3 thoughts on “If I Were A Classical Musician

  1. “all it takes is a little initiative.” haha. It’s totally true, although when it comes to any kind of freelance art it’s assumed that “a little initiative” is along the lines of 20-40 hours/week. Amiright?

    I think one reason you don’t see the same kind of creativity in seeking out/making new gigs in the classical world is that there are lots of positions that pay substantial money, and for the most skilled musicians it’s more cost effective to compete for the good gigs than to make ones’ own. It’s just really damn hard to make money off anything new right now, whether it be new venues, a new band, original tunes or an album – it boils down to the fact that it’s harder than ever to be a successful entrepreneur. Blame it on digital music, a bad economy or general overstimulation of the population – I don’t pretend to know – but it’s obviously not impossible. And we’re trying, and it’s damn hard work, and it’s fun, and I don’t want to do anything else. Sothereyouhaveit.

  2. You know, I thought of the people having college jobs “professor” thing, but those people are a small percentage of the people who love performing. I was really thinking more along the lines of college-age people, or just after college. No chance for a prof job, and no other way to make money. Why aren’t they knocking on doors? I just don’t get it.
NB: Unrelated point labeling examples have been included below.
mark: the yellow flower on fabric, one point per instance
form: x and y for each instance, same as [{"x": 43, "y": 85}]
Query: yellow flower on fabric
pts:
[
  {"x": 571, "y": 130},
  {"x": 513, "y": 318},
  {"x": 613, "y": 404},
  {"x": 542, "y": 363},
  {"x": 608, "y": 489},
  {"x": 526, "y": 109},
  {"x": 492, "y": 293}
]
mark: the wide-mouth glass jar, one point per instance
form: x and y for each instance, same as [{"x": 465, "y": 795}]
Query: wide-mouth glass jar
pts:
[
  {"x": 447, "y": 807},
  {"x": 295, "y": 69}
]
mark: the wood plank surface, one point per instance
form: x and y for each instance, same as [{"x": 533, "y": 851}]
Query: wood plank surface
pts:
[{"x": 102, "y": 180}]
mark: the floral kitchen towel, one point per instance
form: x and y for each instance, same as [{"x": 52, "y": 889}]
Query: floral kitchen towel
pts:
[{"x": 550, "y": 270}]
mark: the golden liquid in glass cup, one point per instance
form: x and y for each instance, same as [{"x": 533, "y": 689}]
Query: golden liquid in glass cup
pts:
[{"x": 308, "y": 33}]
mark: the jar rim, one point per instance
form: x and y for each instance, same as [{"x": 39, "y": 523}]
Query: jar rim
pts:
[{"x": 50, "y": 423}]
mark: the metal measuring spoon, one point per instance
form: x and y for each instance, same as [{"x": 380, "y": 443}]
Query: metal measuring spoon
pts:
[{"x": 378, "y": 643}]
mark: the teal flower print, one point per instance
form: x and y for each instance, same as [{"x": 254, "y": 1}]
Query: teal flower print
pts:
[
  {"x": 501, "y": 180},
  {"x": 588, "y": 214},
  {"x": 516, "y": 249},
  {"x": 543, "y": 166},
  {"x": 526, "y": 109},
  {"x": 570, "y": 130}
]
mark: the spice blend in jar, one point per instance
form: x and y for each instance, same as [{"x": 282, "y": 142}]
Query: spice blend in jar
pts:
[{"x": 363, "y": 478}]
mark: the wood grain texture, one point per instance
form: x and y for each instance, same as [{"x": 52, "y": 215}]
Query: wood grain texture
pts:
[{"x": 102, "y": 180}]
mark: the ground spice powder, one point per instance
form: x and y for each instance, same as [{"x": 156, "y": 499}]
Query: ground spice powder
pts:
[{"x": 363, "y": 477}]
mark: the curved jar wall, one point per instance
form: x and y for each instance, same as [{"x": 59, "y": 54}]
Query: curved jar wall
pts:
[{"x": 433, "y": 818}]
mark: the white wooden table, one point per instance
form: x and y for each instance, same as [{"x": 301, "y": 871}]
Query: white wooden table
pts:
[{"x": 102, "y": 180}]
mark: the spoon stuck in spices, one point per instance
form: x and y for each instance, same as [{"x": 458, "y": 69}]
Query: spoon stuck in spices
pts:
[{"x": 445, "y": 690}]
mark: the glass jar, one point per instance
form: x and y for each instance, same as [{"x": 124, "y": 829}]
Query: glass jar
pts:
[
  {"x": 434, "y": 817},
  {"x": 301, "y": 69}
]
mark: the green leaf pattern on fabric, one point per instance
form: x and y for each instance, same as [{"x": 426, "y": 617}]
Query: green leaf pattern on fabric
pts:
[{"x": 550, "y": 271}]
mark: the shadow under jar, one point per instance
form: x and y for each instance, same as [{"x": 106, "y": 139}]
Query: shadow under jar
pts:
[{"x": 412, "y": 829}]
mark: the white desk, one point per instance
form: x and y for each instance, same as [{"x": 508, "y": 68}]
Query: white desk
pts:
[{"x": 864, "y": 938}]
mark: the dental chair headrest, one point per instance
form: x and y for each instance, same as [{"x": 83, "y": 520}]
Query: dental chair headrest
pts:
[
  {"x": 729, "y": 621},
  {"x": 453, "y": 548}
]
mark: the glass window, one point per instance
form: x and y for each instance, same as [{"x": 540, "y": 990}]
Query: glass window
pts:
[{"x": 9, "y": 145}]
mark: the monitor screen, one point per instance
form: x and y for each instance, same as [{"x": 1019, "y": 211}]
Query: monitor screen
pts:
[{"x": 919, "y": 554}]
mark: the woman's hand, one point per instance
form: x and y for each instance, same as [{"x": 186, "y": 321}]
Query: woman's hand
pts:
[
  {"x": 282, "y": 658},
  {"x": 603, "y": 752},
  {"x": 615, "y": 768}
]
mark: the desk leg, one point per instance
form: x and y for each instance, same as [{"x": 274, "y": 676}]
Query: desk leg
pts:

I get why professor so and so finds it much nicer to hold out for the better paying gigs, but everyone else should be making it happen.

  3. The real reason you might not be seeing the same kind of creativity in seeking out/making new gigs in the classical world is simply because you don’t have your feelers out for it and haven’t read your recent classical history. It might not be generating a lot of press, but that doesn’t mean it isn’t happening. Jazz does not have information about self-promotion and DIY that classical does not. We’ve been stealing ideas from each other — musical and logistical — for a long time now. Furthermore, there are many characters in the experimental/underground scenes who are claimed by both jazz and classical musicians as part of their worlds. John Zorn is a prime example. You might see his actions only as they affect jazz; we classical folk like to see them as they affect classical.

    Le Poisson Rouge is simply the latest development in a 40+ year history of classical musicians in New York doing the kinds of things you are describing. We could possibly stretch this history back to the concerts that Aaron Copland and Roger Sessions organized in the 30s. There has always been an underground classical scene, but people don’t always describe it as such. Tom Johnson’s and Kyle Gann’s collected writings from their Village Voice articles describe the network of composers, performers, and venues in the underground/experimental/what-have-you classical scene in New York from about the late 60s to the early 80s (“The Voice of New Music” and “Downtown Music” respectively). But that doesn’t mean it stopped there. A myriad of groups, venues, record labels, and presenters have been carrying the torch since then, but no one has yet collected this information in a book. See Bang on a Can, Friends and Enemies of New Music, Anti-Social Music, thingNY, Newspeak, RedShift, Now Ensemble, New Amsterdam for examples of groups and presenters and look at the variety of places they’ve held concerts in their history.